まるで胃弱フェスのセットリストだった。セトリ。私はいま、胃弱のために開催されるフェスのセトリを手にしているのだ。すっかり気分がアガっていた。どのチューンから調べてもらおうか。そう思ったが、特に該当するものがないので淡々と「該当なし」に丸をつけていく。やがて女性が戻ってきたので問診票を返し、おとなしく椅子の上で背筋を伸ばす。

 2~3分ほど待っていると、おそらく私と同じ初診であろう男性がやって来た。入口の注意書きをじっくりと読み、インターホンを押す。例の女性に入口で待つよう案内され、男性は私のすぐそばに立った。それも脚同士が触れそうな位置に。もっとも、これは建物の作り的に仕方のないことで、他に男性が待てる場所がなかったのだ。触れ合う私と男性の脚。そうこなくっちゃ。私はモッシュを仕掛けようかと思った。だが怒られそうなのでヤメた。おとなしく先生を待つことにした。

いざメインステージ

 やがて先生がやって来る。

  ネクタイ&シャツの上に青い不織布のエプロンを羽織って、なんだか重厚そうな方だった。フェイスシールドもばっちり。フェス会場に緊張感が走る。荒くれ者ならば、ギターを投げつけられる可能性だってあるのだ。私と男性は身構えた。

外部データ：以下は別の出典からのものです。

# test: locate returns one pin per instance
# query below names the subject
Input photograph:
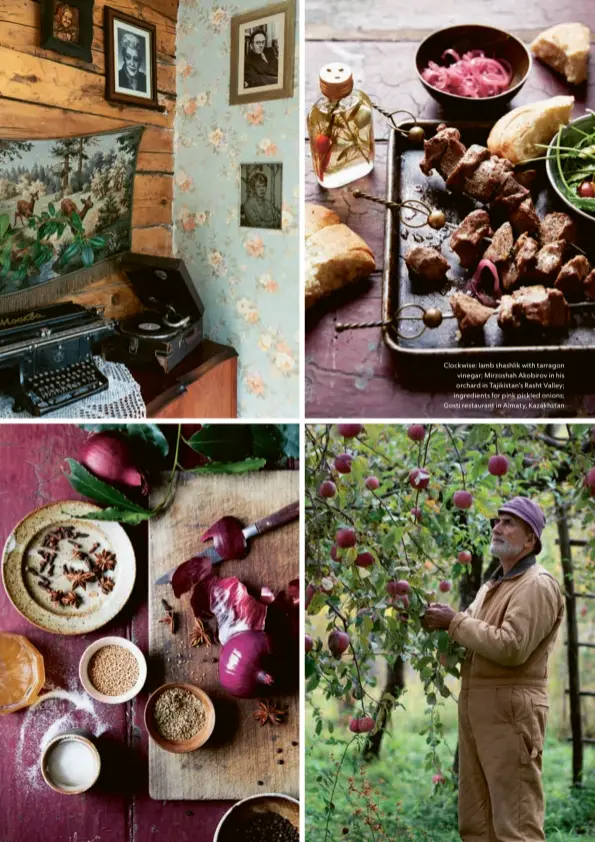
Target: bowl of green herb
(570, 165)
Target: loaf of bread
(517, 135)
(565, 47)
(335, 255)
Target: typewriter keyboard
(51, 390)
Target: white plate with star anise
(65, 574)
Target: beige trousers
(501, 732)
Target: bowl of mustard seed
(179, 717)
(113, 670)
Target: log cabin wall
(46, 94)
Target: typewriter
(46, 357)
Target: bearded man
(509, 631)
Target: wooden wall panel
(45, 94)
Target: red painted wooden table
(353, 374)
(118, 808)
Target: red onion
(489, 297)
(242, 664)
(228, 538)
(109, 457)
(471, 75)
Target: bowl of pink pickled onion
(472, 67)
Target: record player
(171, 326)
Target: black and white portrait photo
(131, 59)
(261, 196)
(262, 54)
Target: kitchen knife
(265, 524)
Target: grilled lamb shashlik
(535, 306)
(427, 262)
(468, 241)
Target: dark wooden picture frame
(115, 74)
(246, 26)
(80, 48)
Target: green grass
(412, 810)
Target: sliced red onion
(472, 75)
(228, 538)
(235, 609)
(244, 662)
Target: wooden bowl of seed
(113, 670)
(179, 717)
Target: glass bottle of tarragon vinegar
(340, 128)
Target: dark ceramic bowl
(497, 44)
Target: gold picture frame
(262, 54)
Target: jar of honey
(22, 674)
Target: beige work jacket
(510, 628)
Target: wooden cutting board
(241, 758)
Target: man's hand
(438, 616)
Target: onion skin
(242, 664)
(228, 538)
(109, 457)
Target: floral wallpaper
(248, 278)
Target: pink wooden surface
(118, 809)
(353, 374)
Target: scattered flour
(40, 726)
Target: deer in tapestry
(68, 207)
(25, 209)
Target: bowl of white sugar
(70, 763)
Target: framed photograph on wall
(262, 54)
(67, 27)
(261, 199)
(130, 60)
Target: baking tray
(406, 181)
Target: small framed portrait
(261, 196)
(67, 27)
(262, 54)
(130, 60)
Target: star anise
(169, 617)
(105, 560)
(270, 711)
(78, 578)
(199, 635)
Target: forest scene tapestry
(65, 205)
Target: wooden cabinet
(203, 385)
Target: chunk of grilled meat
(557, 226)
(525, 255)
(467, 164)
(524, 217)
(500, 248)
(427, 262)
(485, 181)
(468, 241)
(442, 152)
(549, 261)
(470, 313)
(533, 306)
(572, 276)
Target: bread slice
(335, 256)
(565, 47)
(516, 135)
(318, 217)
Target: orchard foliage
(416, 504)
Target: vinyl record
(148, 324)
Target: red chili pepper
(323, 146)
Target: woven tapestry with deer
(65, 205)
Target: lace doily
(122, 399)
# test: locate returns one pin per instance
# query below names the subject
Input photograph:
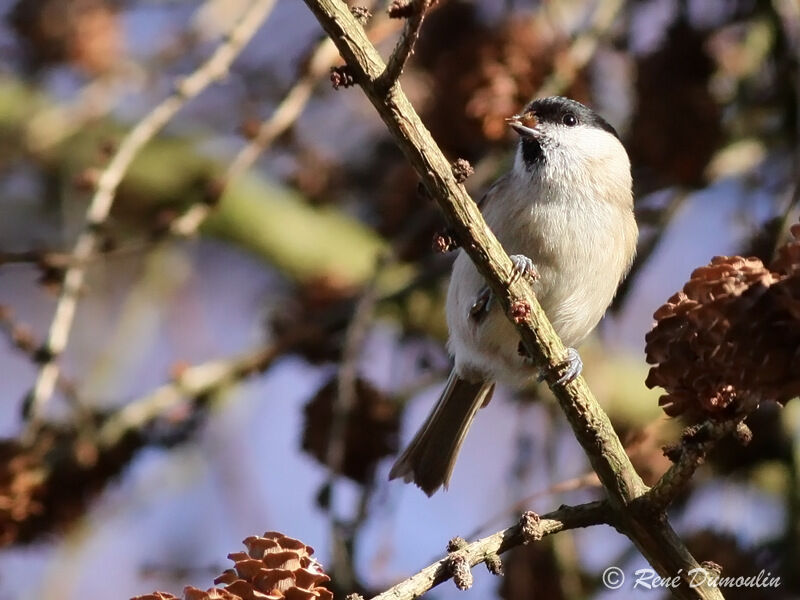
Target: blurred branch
(582, 49)
(696, 442)
(193, 382)
(100, 205)
(51, 126)
(282, 119)
(343, 403)
(569, 485)
(285, 115)
(530, 528)
(653, 536)
(660, 223)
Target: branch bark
(649, 530)
(485, 549)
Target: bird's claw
(570, 368)
(523, 266)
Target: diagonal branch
(651, 533)
(417, 10)
(488, 548)
(100, 205)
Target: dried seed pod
(275, 567)
(729, 340)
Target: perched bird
(564, 213)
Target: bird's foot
(569, 368)
(482, 305)
(523, 266)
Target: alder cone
(274, 567)
(731, 338)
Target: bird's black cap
(555, 108)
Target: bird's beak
(524, 124)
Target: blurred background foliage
(261, 374)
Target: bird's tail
(429, 459)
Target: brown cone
(731, 338)
(274, 567)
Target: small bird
(564, 213)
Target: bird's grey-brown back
(567, 205)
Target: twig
(582, 49)
(287, 112)
(405, 45)
(279, 122)
(654, 537)
(568, 485)
(194, 382)
(100, 205)
(567, 517)
(696, 443)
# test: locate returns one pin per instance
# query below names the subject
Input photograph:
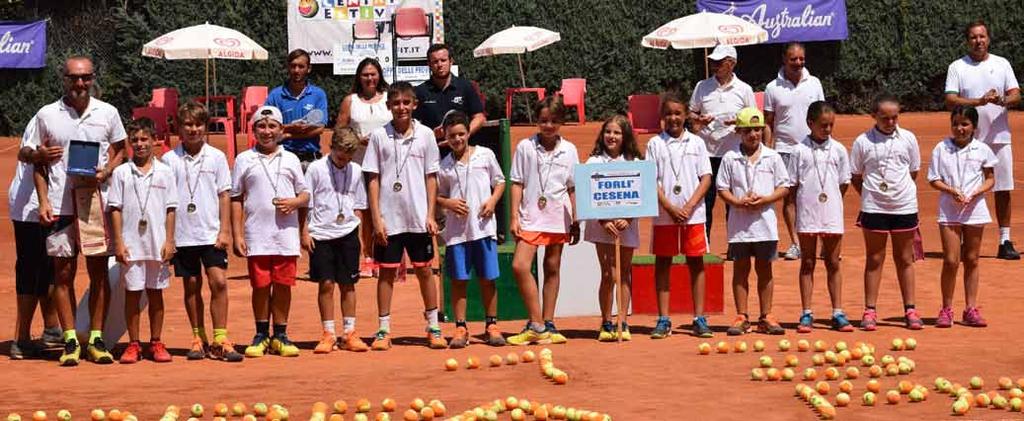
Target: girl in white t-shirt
(962, 169)
(614, 142)
(543, 215)
(884, 163)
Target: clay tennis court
(639, 380)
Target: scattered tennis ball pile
(544, 359)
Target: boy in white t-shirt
(684, 175)
(204, 230)
(752, 178)
(884, 163)
(402, 162)
(963, 170)
(469, 184)
(331, 237)
(141, 200)
(268, 194)
(819, 174)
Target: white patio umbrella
(205, 42)
(516, 40)
(706, 30)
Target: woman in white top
(365, 110)
(614, 142)
(962, 169)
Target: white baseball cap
(723, 51)
(267, 112)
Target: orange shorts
(276, 269)
(543, 239)
(670, 241)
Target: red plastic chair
(644, 113)
(573, 93)
(160, 119)
(252, 98)
(411, 22)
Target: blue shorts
(480, 255)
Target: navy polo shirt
(295, 108)
(434, 102)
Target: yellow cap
(750, 117)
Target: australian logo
(8, 45)
(782, 19)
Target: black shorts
(34, 268)
(417, 245)
(336, 259)
(885, 222)
(189, 261)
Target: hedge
(901, 46)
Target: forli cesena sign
(787, 19)
(23, 45)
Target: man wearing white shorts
(987, 82)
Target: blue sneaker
(806, 323)
(663, 329)
(700, 328)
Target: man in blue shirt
(296, 99)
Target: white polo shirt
(473, 183)
(142, 196)
(593, 230)
(56, 125)
(890, 159)
(201, 179)
(724, 102)
(260, 178)
(738, 175)
(814, 169)
(687, 157)
(23, 205)
(972, 79)
(334, 192)
(545, 173)
(408, 161)
(962, 169)
(790, 103)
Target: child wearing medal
(470, 183)
(543, 215)
(203, 230)
(615, 142)
(401, 163)
(267, 193)
(330, 236)
(684, 175)
(962, 169)
(819, 171)
(753, 177)
(884, 163)
(141, 201)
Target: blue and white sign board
(615, 190)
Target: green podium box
(510, 305)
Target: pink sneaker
(945, 319)
(913, 321)
(972, 318)
(869, 322)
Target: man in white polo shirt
(76, 116)
(713, 110)
(987, 82)
(786, 99)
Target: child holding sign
(544, 215)
(753, 177)
(962, 169)
(684, 177)
(469, 184)
(614, 142)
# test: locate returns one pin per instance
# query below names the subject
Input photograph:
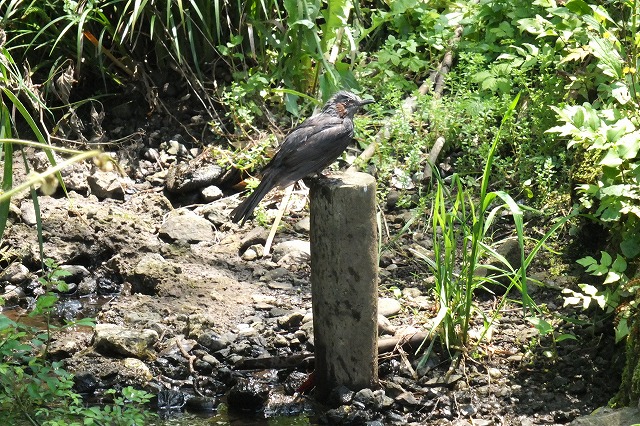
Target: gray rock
(87, 286)
(257, 235)
(252, 253)
(608, 417)
(151, 272)
(112, 339)
(69, 343)
(192, 176)
(303, 225)
(291, 320)
(213, 342)
(199, 324)
(341, 395)
(12, 294)
(388, 306)
(248, 394)
(365, 396)
(385, 326)
(107, 185)
(76, 273)
(381, 400)
(407, 398)
(292, 252)
(184, 225)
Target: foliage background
(571, 147)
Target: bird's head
(345, 104)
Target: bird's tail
(244, 209)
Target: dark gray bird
(309, 148)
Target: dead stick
(409, 105)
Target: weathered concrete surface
(344, 274)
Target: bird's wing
(311, 147)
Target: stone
(388, 306)
(407, 398)
(110, 339)
(292, 320)
(364, 396)
(199, 324)
(385, 326)
(192, 176)
(292, 252)
(248, 394)
(340, 395)
(303, 225)
(76, 273)
(12, 294)
(138, 368)
(151, 272)
(107, 185)
(184, 225)
(608, 417)
(213, 342)
(257, 235)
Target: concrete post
(344, 275)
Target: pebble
(211, 193)
(388, 306)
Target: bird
(308, 149)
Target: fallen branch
(409, 105)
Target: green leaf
(622, 329)
(630, 247)
(541, 325)
(586, 261)
(605, 259)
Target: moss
(586, 166)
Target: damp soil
(513, 376)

「はいはい~今日は腹痛ですか? どんな感じに痛いの?」

「あの、腹の中をギュッと掴まれているような…」

「そうかそうか。じゃあ~抗生剤出しますかね。あとは、漢方とか飲めます?」

「漢方ですか? 飲めますけど…」

「よし。じゃあそれ飲んでもらって、様子見ましょうか。あとは今日ご飯食べちゃダメですよ。では」

 先生がさっさと去る。私と男性は顔を見合わせた。「診察早すぎません?」と私が表情で訴えると、「診察早すぎますね」と男性が顔の動きで返してきた。消化器科の先生を頼って来院している以上、私と彼の悩みは同じなのだ。腹痛。その2文字が2人の間に浮いている。私は彼とのグルーヴ感を味わった。チャラいパーソナルジムからは、しっとりめのバラードが聞こえていた…。